Point 3 – Due to structural and other barriers, women generally still earn less than men and leave the paid workforce earlier.
The philanthropic and charity sectors (and those organisations who have charity status) are aware that the government has at this stage, shied away from changing the rules governing registered charities: Am sure it would not have escaped Dr Henry’s notice that charity status and the taxation benefits pertaining to this status make up for the lousy pay for staff. Given that there is a pay-equity case before Fair Work Australia, the removal of charity status can only occur with huge pay rises to workers in those organisations designated as charities. And who is going to pay for these huge pay rises? It is fundamental that workers are entitled to be treated with dignity and to be rewarded accordingly, but someone will ultimately have to pay.
I look forward to the federal government making some announcements about the principles that could underpin a national disability insurance scheme, whether as part of additional responses to the review of taxation or as a result of Productivity Commission deliberations.
To finish, I do wish the Opposition would develop coherent policy positions rather than simply repeating the mantra about how Australian’s should pay less tax. Talk about “nay-sayers!”
18 June 2010
Congratulations to the Parliament on passing the legislation on paid parental leave
This week, federal parliament finally passed a bill that will provide parents 18 weeks paid leave at the minimum wage. The definition of “parent” refers to either parent, and also brings in adoption under the umbrella. The laws will take effect on January 1 and has built into it a maximum salary qualification.
This is the first major substantial change to working conditions since the equal pay case of many decades ago, and makes the older piece of legislation allowing 12 months unpaid maternity leave pale into insignificance.

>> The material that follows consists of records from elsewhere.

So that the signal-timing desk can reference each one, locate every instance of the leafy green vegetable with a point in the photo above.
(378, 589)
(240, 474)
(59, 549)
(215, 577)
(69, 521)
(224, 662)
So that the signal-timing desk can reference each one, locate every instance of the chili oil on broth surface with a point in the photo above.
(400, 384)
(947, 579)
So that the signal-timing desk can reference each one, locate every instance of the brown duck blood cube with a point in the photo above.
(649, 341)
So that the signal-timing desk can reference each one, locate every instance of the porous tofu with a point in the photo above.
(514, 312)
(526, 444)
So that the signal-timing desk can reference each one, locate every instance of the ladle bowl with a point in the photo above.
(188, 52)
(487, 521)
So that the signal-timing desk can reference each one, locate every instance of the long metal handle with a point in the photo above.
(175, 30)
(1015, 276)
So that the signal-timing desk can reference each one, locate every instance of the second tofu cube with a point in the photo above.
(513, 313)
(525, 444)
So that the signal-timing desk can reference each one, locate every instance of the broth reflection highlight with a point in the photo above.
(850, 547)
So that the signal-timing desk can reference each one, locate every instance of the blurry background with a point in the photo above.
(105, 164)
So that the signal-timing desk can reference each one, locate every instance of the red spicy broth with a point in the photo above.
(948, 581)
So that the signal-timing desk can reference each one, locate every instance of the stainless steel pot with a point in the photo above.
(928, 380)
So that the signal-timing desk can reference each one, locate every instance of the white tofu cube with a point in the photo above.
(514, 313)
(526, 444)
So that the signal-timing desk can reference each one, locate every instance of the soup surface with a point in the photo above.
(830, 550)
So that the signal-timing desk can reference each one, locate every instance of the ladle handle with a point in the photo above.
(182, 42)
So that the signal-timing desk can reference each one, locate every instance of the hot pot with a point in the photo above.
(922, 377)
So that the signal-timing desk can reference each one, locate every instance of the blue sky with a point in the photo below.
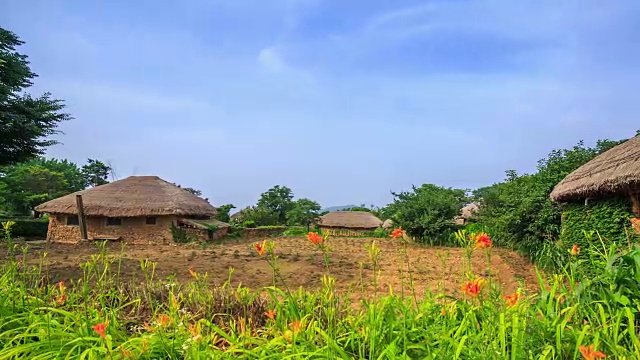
(342, 101)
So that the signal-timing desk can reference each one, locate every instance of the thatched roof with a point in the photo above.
(350, 219)
(203, 224)
(615, 170)
(133, 196)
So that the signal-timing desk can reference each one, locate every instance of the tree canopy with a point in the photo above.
(95, 172)
(27, 184)
(518, 211)
(26, 122)
(303, 212)
(278, 201)
(427, 212)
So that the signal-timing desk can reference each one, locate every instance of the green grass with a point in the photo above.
(163, 319)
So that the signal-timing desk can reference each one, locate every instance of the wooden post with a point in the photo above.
(81, 222)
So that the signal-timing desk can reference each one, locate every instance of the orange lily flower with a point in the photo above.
(194, 329)
(61, 299)
(148, 327)
(295, 326)
(314, 238)
(512, 299)
(590, 353)
(125, 353)
(575, 250)
(271, 314)
(472, 288)
(261, 248)
(100, 328)
(163, 320)
(397, 233)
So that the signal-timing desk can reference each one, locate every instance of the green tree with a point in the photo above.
(95, 172)
(278, 201)
(28, 184)
(26, 122)
(518, 212)
(303, 212)
(427, 212)
(223, 211)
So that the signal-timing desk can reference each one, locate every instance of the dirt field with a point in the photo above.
(300, 263)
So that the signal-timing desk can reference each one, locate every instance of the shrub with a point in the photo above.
(381, 233)
(427, 212)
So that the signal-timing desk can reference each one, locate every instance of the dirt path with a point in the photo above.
(432, 268)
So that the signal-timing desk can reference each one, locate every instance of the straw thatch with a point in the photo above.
(203, 224)
(350, 220)
(133, 196)
(616, 170)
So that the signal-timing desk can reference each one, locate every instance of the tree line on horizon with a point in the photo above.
(517, 211)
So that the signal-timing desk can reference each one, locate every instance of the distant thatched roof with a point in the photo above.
(203, 224)
(612, 171)
(133, 196)
(350, 219)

Yet, with this most radical legislation, the Melbourne “Age” relegated it to page 8, along with other bits and pieces on federal politics. At least the “Herald Sun” gave it page 1 – strange for a paper that has a traditional and stereotyped outlook on life and society!
In the end, the Opposition supported the bill, saying that they will make improvements when (and if!) they become the government at the next election. The one spanner in the works was Senator Fielding – surprising – no! He appears to be working assiduously to attract the ultra-traditional/family values/domestic role for women votes in order to be re-elected to the Senate. It remains to be seen if he gets enough first preference votes to make up a whole quota to get him into the Senate without relying on preference deals. He is clearly signalling to all and sundry that, at the next election, he is not confident of getting any preference deals from other significant parties.
If any of the parties have any real understanding of how Australian society works – rather than how people would like Australian society to work – preference deals with religious-based groups like Family First and their representatives, will be dismissed out of hand.
Getting back to the parental leave – the issue now for all employers is to seriously think about their responsibilities in providing additional parental leave. In the not-for-profit sector, many agencies already allow for twelve weeks paid parental leave and have done so for several years. This is in order to retain valued and skilled workers given the low salary base in this sector.
One of the unintended consequences to the new law is that many mothers (especially) will return to work after 18 weeks, foregoing the rest of their unpaid leave allowance. This is to be regretted, if this is what transpires.
I still look forward to another piece of public policy becoming reality – the introduction of a National Disability Insurance Scheme.